תשובת Ohmyfin למטה (באנגלית).
A SWIFT payment stuck at a correspondent bank is almost always there for sanctions / compliance screening, missing routing details, or because the next bank in the chain is closed for the weekend or a local holiday. Track the UETR on Ohmyfin to see which correspondent has the payment, then ask the sender's bank to file a free MT199 enquiry.
Correspondent banks (the intermediaries between the sender's bank and the beneficiary's bank) hold payments for legitimate reasons. The most common: sanctions hit at the screening engine (often a false positive on a name), missing or invalid downstream BIC, queue at the receiving correspondent, or local holiday at the next leg.
Use Ohmyfin to identify exactly which correspondent is holding the payment. This is critical — without the bank's name you can't ask anyone the right question.
Then ask the sender to instruct the sender's bank to send an MT199 enquiry to the holding bank quoting the UETR. The MT199 is a free service-message asking 'why is this payment stuck and when will it move?'. Banks normally respond within 1-3 business days.

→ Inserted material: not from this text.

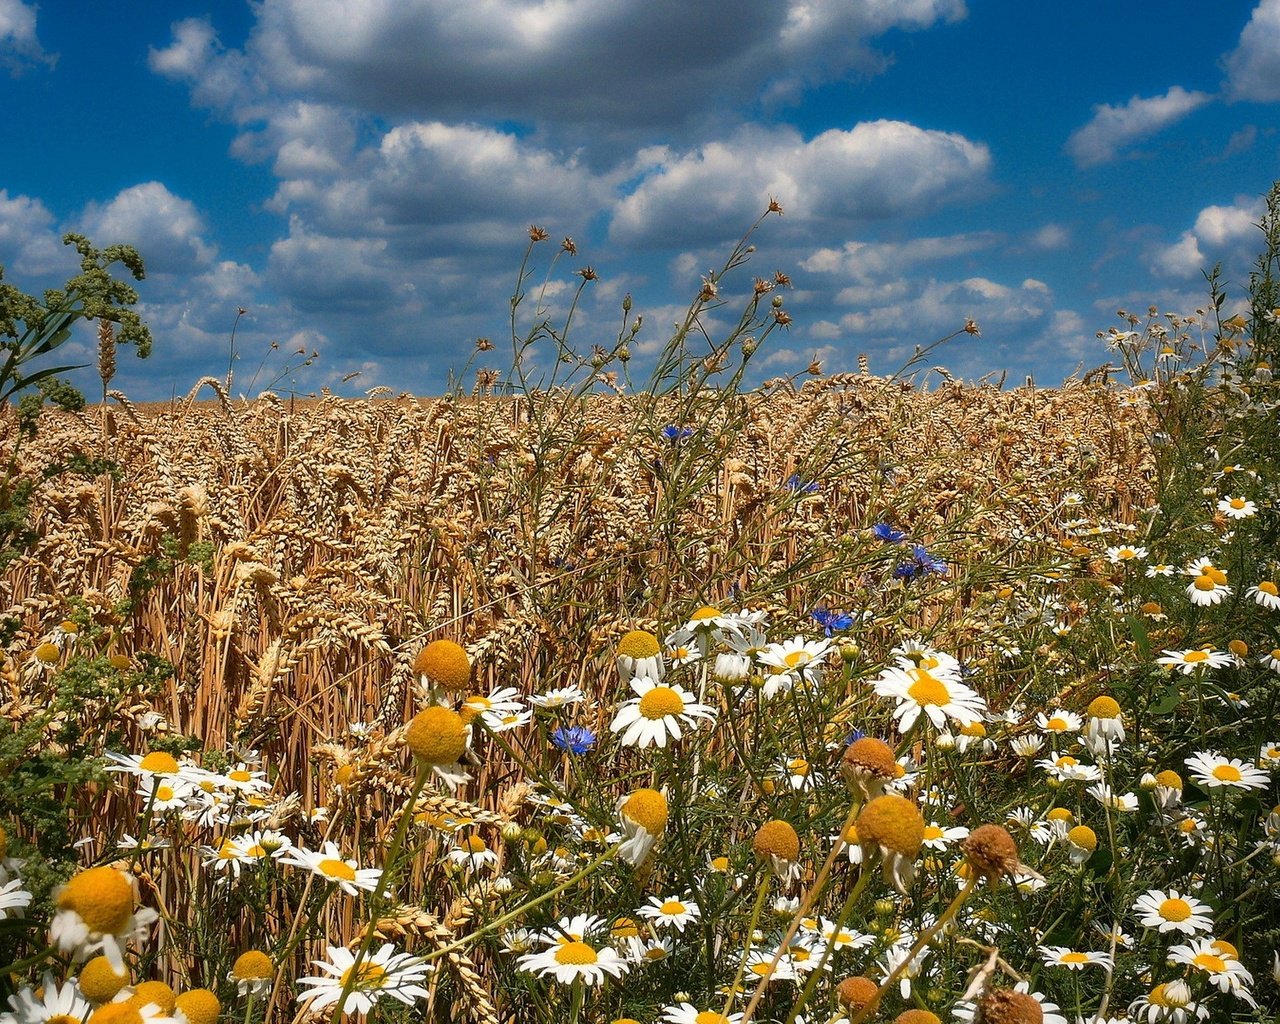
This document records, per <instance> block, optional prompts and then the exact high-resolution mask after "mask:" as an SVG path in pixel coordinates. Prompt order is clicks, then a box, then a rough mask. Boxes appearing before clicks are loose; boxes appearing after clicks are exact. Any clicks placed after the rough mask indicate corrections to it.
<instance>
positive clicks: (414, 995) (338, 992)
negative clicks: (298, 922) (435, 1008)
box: [298, 942, 431, 1014]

If the holding bank reports a sanctions or compliance hold, expect the sender (and possibly the beneficiary) to provide source-of-funds documentation, invoices, or KYC information. Without that, the payment will eventually be returned.
If the holding bank reports it's queued for processing, the sender's bank can sometimes ask for prioritisation — especially for GPI member banks.